When a surfer in Mexico City decided to ride an artificial wave in a public fountain, he may have thought he was forging a new Olympic discipline. Instead, he has provided a rather perfect metaphor for our age of intellectual and physical recklessness. The British surfing authorities, to their credit, have condemned the stunt as reckless. But this is not about wave heights or insurance premiums. It is about the slow, inexorable collapse of the very idea of reasonable behaviour.
One can almost hear the ghost of Horace Walpole chuckling from his grave. The eighteenth century, for all its excesses, understood the importance of boundaries. A gentleman might drink himself under the table, but he would never mount a fountain in the central square of a major metropolis to perform aquatic acrobatics for a smartphone audience. This is what happens when a society loses its sense of the sacred: play becomes performance, sport becomes spectacle, and every act must be monetised or memorialised. The surfer in question is not a pioneer; he is a symptom.

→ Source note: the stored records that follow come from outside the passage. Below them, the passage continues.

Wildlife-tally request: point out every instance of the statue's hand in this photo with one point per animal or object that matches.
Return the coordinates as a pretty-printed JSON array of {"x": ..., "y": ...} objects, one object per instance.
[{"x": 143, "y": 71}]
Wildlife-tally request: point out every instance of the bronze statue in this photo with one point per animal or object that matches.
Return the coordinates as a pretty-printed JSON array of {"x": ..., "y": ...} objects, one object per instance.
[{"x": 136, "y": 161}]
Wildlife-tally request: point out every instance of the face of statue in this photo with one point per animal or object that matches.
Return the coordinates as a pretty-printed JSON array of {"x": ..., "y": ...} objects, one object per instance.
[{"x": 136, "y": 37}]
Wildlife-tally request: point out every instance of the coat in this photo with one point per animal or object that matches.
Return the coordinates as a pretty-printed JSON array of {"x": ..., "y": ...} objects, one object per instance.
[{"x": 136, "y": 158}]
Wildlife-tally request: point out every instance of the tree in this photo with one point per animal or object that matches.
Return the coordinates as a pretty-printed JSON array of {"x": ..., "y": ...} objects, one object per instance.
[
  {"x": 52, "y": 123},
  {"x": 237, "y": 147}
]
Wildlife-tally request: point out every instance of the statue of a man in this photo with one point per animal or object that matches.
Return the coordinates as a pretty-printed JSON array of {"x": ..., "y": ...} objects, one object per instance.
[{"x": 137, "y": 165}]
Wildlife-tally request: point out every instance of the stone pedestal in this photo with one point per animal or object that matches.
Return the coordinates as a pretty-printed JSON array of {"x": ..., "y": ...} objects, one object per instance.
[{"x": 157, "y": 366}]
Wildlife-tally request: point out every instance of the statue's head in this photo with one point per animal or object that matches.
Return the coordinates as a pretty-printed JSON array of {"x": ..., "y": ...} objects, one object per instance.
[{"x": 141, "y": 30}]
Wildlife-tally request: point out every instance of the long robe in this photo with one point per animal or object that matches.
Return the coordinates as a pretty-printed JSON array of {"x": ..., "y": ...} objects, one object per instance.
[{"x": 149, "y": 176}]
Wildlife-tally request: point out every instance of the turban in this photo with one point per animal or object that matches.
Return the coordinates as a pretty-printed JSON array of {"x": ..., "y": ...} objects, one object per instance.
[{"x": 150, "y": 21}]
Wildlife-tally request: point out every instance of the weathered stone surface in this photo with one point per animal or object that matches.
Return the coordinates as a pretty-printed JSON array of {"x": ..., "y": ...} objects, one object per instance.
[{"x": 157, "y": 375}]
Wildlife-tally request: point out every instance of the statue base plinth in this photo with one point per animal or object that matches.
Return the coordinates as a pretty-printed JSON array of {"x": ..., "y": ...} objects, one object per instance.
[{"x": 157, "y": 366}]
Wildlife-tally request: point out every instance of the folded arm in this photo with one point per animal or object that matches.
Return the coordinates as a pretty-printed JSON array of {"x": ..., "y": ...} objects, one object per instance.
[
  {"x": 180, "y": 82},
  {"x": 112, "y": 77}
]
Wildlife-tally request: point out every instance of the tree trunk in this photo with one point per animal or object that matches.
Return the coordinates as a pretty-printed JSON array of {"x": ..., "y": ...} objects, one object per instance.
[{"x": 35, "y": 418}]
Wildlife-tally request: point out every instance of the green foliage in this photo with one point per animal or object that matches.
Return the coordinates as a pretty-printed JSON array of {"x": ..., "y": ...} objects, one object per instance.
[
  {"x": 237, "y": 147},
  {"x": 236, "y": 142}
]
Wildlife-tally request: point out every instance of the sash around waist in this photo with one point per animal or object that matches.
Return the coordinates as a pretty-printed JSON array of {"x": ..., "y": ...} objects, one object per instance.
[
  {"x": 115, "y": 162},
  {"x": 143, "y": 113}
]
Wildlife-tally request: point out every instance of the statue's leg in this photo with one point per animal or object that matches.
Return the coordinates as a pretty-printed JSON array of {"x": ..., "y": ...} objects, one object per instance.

Compare this to the Victorian era, when explorers risked their lives to chart the Niger or the Nile. There was a purpose: expanding knowledge, securing trade routes, proving the mettle of the Empire. Today, the only uncharted territory is the inside of a social media algorithm, and the only mettle on display is the brass neck required to sue for damages when a stunt goes wrong. The British surfing authorities are right to be alarmed, not because someone might drown in a two-foot wave, but because the logic of the stunt replaces judgement with virality.

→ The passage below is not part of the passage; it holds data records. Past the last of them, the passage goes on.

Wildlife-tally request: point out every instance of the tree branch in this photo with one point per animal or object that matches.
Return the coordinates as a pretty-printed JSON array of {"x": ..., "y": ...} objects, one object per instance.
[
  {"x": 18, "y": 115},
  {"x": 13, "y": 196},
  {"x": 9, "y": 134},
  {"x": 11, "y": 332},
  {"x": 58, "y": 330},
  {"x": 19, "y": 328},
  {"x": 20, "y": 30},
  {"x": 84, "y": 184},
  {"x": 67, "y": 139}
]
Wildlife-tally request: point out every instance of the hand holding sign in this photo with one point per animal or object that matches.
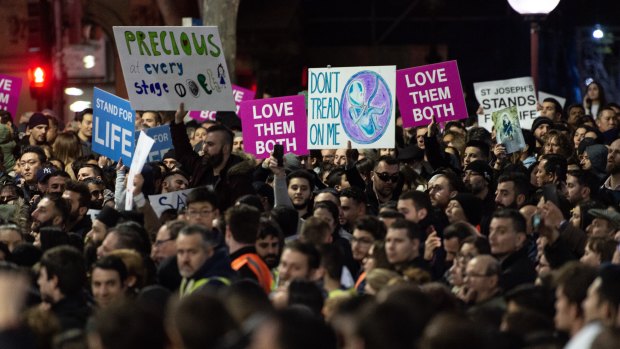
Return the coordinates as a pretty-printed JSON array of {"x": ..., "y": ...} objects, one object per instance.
[{"x": 180, "y": 114}]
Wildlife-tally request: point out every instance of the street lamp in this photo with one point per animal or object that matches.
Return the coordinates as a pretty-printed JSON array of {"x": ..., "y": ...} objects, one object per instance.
[{"x": 534, "y": 11}]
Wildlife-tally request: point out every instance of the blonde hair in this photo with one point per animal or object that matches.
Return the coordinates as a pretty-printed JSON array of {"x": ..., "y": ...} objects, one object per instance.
[
  {"x": 379, "y": 278},
  {"x": 67, "y": 147}
]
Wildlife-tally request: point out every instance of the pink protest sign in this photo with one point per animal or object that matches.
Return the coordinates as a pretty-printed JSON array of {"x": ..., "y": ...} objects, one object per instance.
[
  {"x": 240, "y": 94},
  {"x": 430, "y": 90},
  {"x": 10, "y": 87},
  {"x": 281, "y": 120}
]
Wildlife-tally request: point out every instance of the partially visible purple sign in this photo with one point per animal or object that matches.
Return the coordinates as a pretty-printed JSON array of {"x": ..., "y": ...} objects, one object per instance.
[
  {"x": 430, "y": 90},
  {"x": 10, "y": 87},
  {"x": 281, "y": 120},
  {"x": 240, "y": 94}
]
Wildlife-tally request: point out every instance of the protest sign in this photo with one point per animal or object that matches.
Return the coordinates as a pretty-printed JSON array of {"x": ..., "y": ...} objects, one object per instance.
[
  {"x": 143, "y": 148},
  {"x": 175, "y": 200},
  {"x": 507, "y": 129},
  {"x": 113, "y": 126},
  {"x": 163, "y": 141},
  {"x": 543, "y": 95},
  {"x": 430, "y": 90},
  {"x": 92, "y": 213},
  {"x": 351, "y": 104},
  {"x": 164, "y": 66},
  {"x": 9, "y": 93},
  {"x": 266, "y": 122},
  {"x": 240, "y": 94},
  {"x": 500, "y": 94}
]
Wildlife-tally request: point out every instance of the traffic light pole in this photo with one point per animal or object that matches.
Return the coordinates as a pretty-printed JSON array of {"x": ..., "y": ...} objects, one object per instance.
[{"x": 59, "y": 69}]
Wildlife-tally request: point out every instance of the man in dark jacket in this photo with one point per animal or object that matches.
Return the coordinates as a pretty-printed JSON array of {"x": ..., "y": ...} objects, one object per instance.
[
  {"x": 210, "y": 168},
  {"x": 242, "y": 223},
  {"x": 200, "y": 263},
  {"x": 61, "y": 280},
  {"x": 507, "y": 237}
]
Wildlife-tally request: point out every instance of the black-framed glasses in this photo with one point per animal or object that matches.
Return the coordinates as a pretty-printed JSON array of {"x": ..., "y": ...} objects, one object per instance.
[
  {"x": 386, "y": 177},
  {"x": 161, "y": 242}
]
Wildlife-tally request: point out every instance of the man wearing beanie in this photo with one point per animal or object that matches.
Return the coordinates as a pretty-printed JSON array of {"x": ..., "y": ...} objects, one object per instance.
[
  {"x": 464, "y": 207},
  {"x": 479, "y": 181},
  {"x": 540, "y": 127},
  {"x": 36, "y": 131}
]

The fall of Rome was preceded by bread and circuses. Today we have surfboards and hashtags. The circus master of our time is the influencer, and the colosseum is any space that can serve as a backdrop for a five-second clip. The Mexican fountain surfer is merely a foot soldier in a war against subtlety. Next will come the base jumpers off Buckingham Palace, the tightrope walkers across the Thames, the fire-eaters in the House of Commons. And when the last edge is pushed, when no public space is safe from puerile derring-do, we will wonder why our cities feel like temporary sets for a reality show nobody is watching.

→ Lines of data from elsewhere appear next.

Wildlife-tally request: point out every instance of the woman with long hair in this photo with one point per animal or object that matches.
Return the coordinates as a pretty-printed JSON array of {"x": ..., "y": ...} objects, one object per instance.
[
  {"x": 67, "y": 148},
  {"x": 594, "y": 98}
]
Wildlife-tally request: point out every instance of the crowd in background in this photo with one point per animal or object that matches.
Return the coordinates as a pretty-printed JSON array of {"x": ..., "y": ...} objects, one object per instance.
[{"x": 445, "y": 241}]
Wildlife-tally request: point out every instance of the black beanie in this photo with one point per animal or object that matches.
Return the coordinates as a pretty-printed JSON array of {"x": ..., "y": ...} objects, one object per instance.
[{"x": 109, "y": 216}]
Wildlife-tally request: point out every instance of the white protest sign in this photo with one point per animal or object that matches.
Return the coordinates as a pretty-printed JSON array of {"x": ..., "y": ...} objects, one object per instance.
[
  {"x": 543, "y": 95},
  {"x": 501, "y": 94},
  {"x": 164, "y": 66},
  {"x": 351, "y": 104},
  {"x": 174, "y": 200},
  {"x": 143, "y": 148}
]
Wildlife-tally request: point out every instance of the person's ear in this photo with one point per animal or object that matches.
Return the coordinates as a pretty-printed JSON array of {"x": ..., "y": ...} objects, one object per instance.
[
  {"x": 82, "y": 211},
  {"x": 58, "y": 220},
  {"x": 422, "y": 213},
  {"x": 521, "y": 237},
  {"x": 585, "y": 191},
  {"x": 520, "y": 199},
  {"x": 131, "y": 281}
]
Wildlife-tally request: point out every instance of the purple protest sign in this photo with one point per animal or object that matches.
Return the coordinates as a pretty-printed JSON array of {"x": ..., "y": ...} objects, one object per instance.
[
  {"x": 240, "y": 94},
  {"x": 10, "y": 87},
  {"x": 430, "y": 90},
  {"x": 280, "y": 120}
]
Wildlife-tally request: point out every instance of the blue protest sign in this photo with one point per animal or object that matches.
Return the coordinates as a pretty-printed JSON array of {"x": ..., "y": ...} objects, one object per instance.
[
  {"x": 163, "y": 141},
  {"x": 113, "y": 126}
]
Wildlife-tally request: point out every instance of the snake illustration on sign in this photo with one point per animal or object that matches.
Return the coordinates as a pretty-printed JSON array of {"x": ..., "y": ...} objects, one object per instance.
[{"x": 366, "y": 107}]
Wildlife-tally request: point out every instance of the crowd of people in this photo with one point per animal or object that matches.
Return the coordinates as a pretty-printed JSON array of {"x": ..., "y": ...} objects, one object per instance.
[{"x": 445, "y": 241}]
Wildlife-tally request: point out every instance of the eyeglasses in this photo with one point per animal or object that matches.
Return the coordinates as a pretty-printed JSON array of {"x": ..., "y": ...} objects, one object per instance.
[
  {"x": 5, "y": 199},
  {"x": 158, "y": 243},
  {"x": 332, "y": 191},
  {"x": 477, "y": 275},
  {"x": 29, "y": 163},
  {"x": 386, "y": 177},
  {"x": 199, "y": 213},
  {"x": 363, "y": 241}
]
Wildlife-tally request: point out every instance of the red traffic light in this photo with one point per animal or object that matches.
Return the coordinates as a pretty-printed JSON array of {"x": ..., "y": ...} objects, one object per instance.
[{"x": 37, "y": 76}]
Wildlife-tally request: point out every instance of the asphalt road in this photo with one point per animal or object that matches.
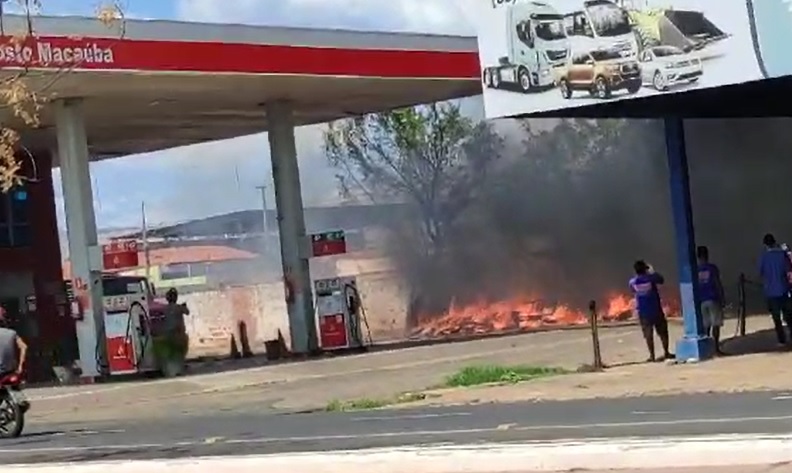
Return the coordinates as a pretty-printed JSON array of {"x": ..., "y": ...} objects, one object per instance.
[{"x": 235, "y": 433}]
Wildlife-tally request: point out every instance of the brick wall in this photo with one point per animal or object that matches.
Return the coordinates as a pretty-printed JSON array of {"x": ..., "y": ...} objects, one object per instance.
[{"x": 216, "y": 314}]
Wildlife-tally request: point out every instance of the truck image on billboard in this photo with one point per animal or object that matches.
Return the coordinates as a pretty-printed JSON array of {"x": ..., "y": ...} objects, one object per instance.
[{"x": 542, "y": 55}]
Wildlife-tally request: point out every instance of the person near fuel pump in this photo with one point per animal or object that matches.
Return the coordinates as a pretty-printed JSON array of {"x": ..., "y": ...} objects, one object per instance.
[
  {"x": 645, "y": 288},
  {"x": 171, "y": 341},
  {"x": 774, "y": 268},
  {"x": 711, "y": 295},
  {"x": 13, "y": 349}
]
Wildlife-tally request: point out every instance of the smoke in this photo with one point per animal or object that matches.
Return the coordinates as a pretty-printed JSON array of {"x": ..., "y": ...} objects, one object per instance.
[{"x": 567, "y": 211}]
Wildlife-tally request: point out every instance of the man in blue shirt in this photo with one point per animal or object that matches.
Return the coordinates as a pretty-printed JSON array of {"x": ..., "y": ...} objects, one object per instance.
[
  {"x": 775, "y": 268},
  {"x": 711, "y": 296},
  {"x": 644, "y": 286}
]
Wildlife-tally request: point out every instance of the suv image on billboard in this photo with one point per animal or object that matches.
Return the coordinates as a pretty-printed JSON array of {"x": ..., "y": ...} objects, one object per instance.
[{"x": 599, "y": 73}]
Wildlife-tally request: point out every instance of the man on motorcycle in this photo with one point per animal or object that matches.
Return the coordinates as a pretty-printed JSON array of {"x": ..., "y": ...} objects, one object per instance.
[{"x": 13, "y": 350}]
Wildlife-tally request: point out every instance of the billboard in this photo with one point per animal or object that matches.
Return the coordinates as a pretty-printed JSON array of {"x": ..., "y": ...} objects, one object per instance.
[
  {"x": 543, "y": 55},
  {"x": 772, "y": 22}
]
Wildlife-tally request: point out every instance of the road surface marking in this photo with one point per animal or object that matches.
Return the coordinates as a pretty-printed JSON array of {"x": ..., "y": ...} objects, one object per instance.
[
  {"x": 411, "y": 416},
  {"x": 417, "y": 434},
  {"x": 622, "y": 454}
]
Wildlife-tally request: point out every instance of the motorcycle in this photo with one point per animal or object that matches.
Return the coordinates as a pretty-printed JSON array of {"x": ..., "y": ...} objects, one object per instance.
[{"x": 13, "y": 406}]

Let us be clear: the problem is not thrill-seeking. It is the privatisation of thrill itself. Every stunt is a bid for attention currency, a short-term investment in personal branding. The British surfing authorities, with their stuffy guidelines and risk assessments, stand for something almost quaint: the idea that some activities are not meant for the masses or the news cycle. Surfing is a communion with nature, not a product to be consumed by commenters in their pyjamas. To reduce it to a novelty act in a public fountain is to strip it of its dignity, and to strip a city of its civility.
In the end, this wave will fade, the memes will die, and the surfer will perhaps land a sponsorship deal. But the damage is done: another brick in the wall between us and a shared world of meaning. We laugh now, but the fall of Rome was not a spectacle either; it was a slow, barely noticed lowering of standards until barbarism felt normal. That is the wave we are really riding.